Commercial Division Blog
Former Counsel for Business Associates Disqualified from Representing One Former Client Against Another
On May 7, 2014, the Second Department issued a decision in Gordon v. Ifeanyichukwu Chuba Orakwue Obiakor, 2014 NY Slip Op. 03232, disqualifying trial counsel because of a conflict.
In Gordon, the plaintiff moved to disqualify the defendants' counsel on the ground that counsel previously had represented her. The trial court denied the plaintiff's motion. The Second Department reversed, explaining:
Where the Rules of Professional Conduct (22 NYCRR 1200.0) are invoked in litigation, courts are not constrained to read the rules literally or effectuate the intent of the drafters, but look to the rules as guidelines to be applied with due regard for the broad range of interests at stake. It is the Supreme Court's responsibility to balance the competing interests, and the disqualification of an attorney is a matter that rests within the sound discretion of the Supreme Court.

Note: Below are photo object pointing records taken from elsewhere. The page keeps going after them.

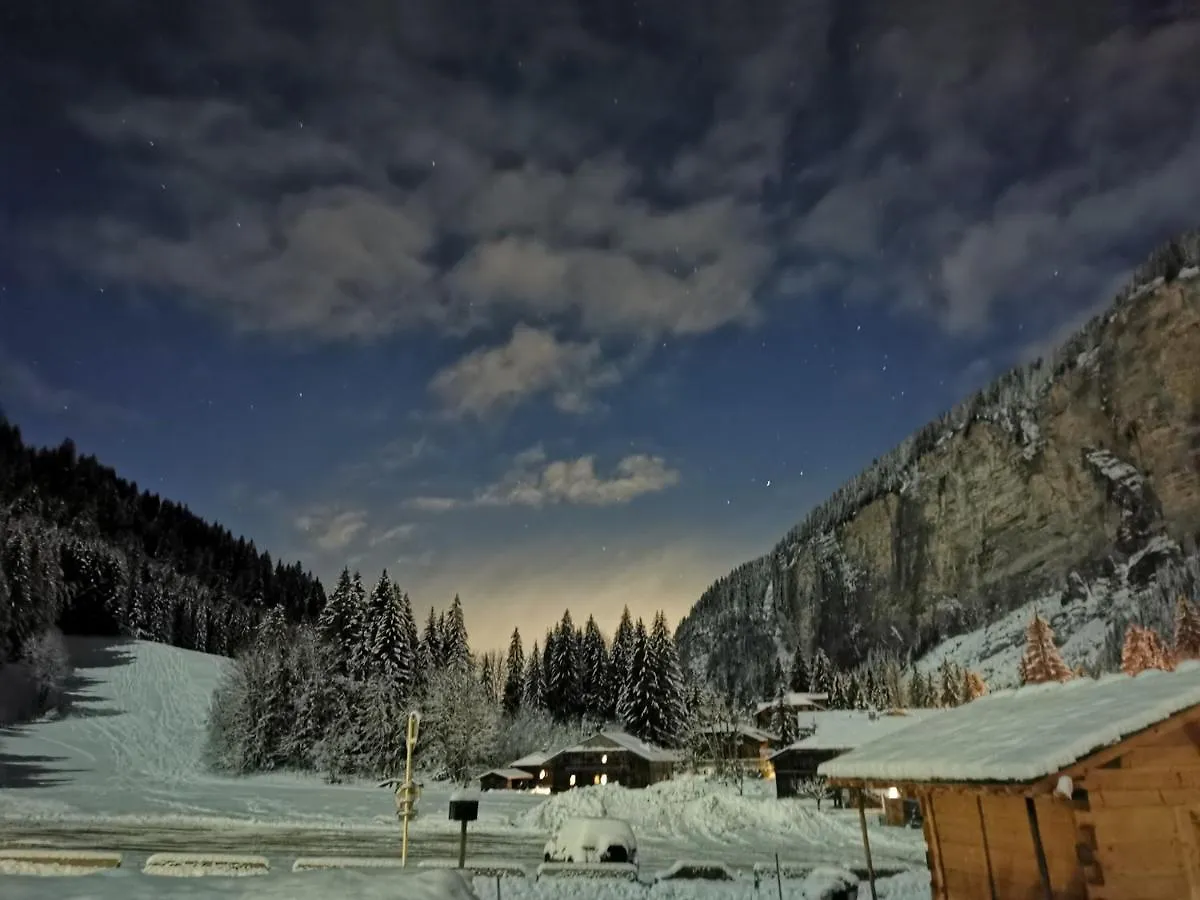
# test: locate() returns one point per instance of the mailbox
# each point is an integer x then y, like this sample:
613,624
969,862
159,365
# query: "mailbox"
463,810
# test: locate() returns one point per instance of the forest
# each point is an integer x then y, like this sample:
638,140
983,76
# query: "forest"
84,551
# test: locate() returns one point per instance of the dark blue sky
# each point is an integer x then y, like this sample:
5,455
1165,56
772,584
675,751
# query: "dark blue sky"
558,305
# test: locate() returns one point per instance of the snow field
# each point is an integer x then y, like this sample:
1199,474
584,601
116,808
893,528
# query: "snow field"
433,885
691,808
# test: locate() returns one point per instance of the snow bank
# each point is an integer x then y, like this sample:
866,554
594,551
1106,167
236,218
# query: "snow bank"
990,738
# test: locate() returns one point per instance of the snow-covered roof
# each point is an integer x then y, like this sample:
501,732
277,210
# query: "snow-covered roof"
1024,735
850,729
623,741
511,774
796,700
529,760
749,731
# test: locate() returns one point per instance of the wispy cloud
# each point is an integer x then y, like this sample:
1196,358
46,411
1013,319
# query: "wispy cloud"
533,361
534,481
25,388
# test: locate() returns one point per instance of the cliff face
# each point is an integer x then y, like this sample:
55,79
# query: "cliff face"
1065,466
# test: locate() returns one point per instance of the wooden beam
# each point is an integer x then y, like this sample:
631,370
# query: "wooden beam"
1043,869
1132,742
987,850
867,844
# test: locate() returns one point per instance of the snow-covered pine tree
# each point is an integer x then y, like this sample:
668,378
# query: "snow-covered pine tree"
514,675
1042,660
639,714
663,658
563,676
335,624
533,694
619,661
1187,630
431,643
973,687
821,673
798,677
455,646
594,672
1144,649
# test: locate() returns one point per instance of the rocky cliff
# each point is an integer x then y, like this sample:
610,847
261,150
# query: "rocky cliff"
1061,471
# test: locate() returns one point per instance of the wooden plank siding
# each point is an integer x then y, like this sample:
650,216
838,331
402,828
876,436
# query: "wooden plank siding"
1139,804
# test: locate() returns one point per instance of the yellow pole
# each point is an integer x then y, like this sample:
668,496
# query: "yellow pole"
408,787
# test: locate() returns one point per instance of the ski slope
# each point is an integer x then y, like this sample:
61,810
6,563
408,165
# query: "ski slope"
124,771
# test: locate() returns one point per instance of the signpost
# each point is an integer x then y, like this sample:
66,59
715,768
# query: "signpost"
407,792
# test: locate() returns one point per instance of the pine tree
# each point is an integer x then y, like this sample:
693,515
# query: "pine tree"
455,647
639,688
1187,630
533,695
431,643
595,672
821,673
973,687
798,677
514,678
336,621
618,665
1144,649
1042,660
563,676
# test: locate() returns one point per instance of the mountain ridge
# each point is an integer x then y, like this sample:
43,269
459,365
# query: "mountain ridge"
1062,467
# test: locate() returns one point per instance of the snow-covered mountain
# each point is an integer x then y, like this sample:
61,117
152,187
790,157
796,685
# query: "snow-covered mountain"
1071,484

Here, prior to the commencement of this action, the defendant's attorney had provided legal advice to both the appellant, Barbara Gordon, and the defendant in their capacity as business partners and members of several limited liability companies. There was a substantial relationship between the involvement of the defendants' attorney in the formation of those limited liability companies, and his involvement as general counsel to those limited liability companies in connection with the instant action for an accounting. In his capacity as general counsel, the defendant's attorney was in a position to receive relevant confidences regarding several of those limited liability companies, in which the plaintiff's interests are now adverse to the defendant's interests. Thus, under the circumstances of this case, the Supreme Court improvidently exercised its discretion in denying the appellant's motion to disqualify the defendants' attorney.
(Internal quotations and citations omitted).
In a divorce, a couple's friends sometimes feel as if they must choose between the members of the couple. In a business divorce, as this decision shows, former counsel for all the parties may be asked to make such a choice. This decision shows the result.